Vulcan Energy Resources, listed on the Australian Securities Exchange, is aiming to become the world’s first integrated lithium and geothermal energy producer with a net zero carbon footprint. Over the past years, while mining giants were working on lithium projects and faced public opposition in Serbia, Portugal and in the Americas, the company was developing the technology to extract the strategic alkali metal from geothermal waters.

The firm based in Perth and Germany’s Karlsruhe, which has high hopes in its endeavor in the Upper Rhine Valley, has just been granted a research permit for the Cesano area 20 kilometers from Rome.

The latest supply deal was signed with LG Energy Solutions from South Korea

Vulcan Energy has recently signed agreements with Volkswagen, Stellantis, Renault and Umicore to supply battery-grade lithium chemicals. The latest deal is for 41,000 to 50,000 metric tons to be delivered over five years to LG Energy Solutions from South Korea, starting in 2025.

The Australian-German company said it is targeting the start of production in 2024.
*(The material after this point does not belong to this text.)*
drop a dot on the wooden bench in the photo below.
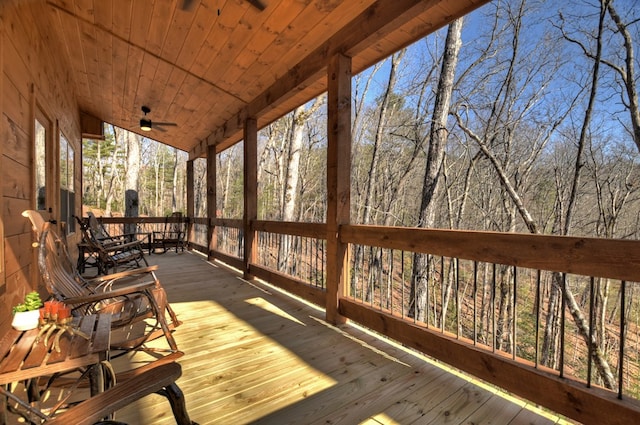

The Cesano permit is for an area of 11.5 square kilometers. A single geothermal well there yielded two hot brine samples in 1976 that contained high average grades of 350 and 380 milligrams of lithium per liter and “encouraging flow rates,” Vulcan said.

High quantities of dissolved hydrogen sulfide may pose a challenge for the extraction of lithium in Vulcan’s first project in Italy

A study from 1990 found “the results are very encouraging” for lithium recovery from the fluids in the area without any prior treatment. Vulcan acknowledged that potential challenges include structural complexity and the presence of high quantities of dissolved hydrogen sulfide.

The company claims it is looking to have a materially decarbonizing effect on global electric vehicle supply chains.